Roger Stone, aliado de Donald Trump, fue condenado hoy a 40 meses de prisión por mentirle al congreso y por amenazar a un testigo sobre lo que podría decir de la campaña del mandatario en su camino a la presidencia.

Amy Berman Jackson, la jueza que llevó su caso, declaró que Stone es una amenaza par la democracia, mientras leía la sentencia de quien ha sido aliado de Trump desde hace 30 años, informó CNN.

Durante los últimos días el presidente de Estados Unidos ha atacado en múltiples ocasiones el proceso de este juicio a través de su cuenta de twitter, asegurando que a través del caso también se trata de condenarlo.

La jueza aclaró, durante la lectura de su sentencia, que Stone no fue perseguido por ser amigo de Trump, sino por encubrirlo, con conocimiento de causa, ya que dio un “reporte impreciso, incorrecto e incompetente” a los legisladores al hablar sobre Rusia, Wikileaks y su liga con la campaña de Trump durante el juicio político (Impeachment), publicó Político.

La investigación en torno a Stone indica que él esparció los rumores sobre los correos que llegaron al correo de Hillary Clinton, y que pusieron en tela de juicio la fiabilidad de su campaña, ya que él mantuvo estrecho contacto con Wikileaks cuando la inteligencia estadounidense concluyó que los hackers rusos interfirieron en el correo de la candidata.
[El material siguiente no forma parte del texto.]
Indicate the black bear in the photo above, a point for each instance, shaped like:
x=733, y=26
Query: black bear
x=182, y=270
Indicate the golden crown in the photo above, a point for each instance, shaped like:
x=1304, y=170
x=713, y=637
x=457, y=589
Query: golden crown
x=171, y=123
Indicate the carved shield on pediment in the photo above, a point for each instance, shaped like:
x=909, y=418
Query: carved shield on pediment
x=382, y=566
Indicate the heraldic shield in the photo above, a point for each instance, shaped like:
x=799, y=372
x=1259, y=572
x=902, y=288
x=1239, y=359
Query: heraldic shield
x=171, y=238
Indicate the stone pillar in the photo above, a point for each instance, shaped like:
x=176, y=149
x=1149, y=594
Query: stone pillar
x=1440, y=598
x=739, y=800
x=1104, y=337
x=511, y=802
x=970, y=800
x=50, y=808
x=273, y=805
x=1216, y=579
Entre el conflicto que Trump inició al defender a su amigo, el Fiscal General de la nación, William Barr, realizó una recomendación al Departamento de Justicia, provocando que cuatro jueces renunciaran al caso. Después de estas acciones los demócratas condenaron las actitudes de ambos representantes.

Stone, trabajó en la primera campaña de reelección del expresidente Richard Nixon y se describe como un “agente provocador”, fue nombrado por primera vez en el juicio del Watergate por recibir dinero irregular, informó The New York Times.

No sólo era amigo del presidente de Estados Unidos, desde hace algunos años, él fue el primero en presentarle la idea de su candidatura en su juventud y en 2016 fue parte de sus asesores de campaña en su carrera por la presidencia.

Al ser culpado por sus declaraciones sobre su relación con Wikileaks aseguró ante los medios que intentaba hacer ruido sobre el caso, pero en realidad él nunca se había acercado a la organización ni a Julian Assange.

En el juicio que se celebró hoy el polémico asesor no habló y se mostró sobrio, lo que no tiene que ver con su personalidad que tiende a ser más abierta y controversial, desde sus dichos hasta la ropa que lleva.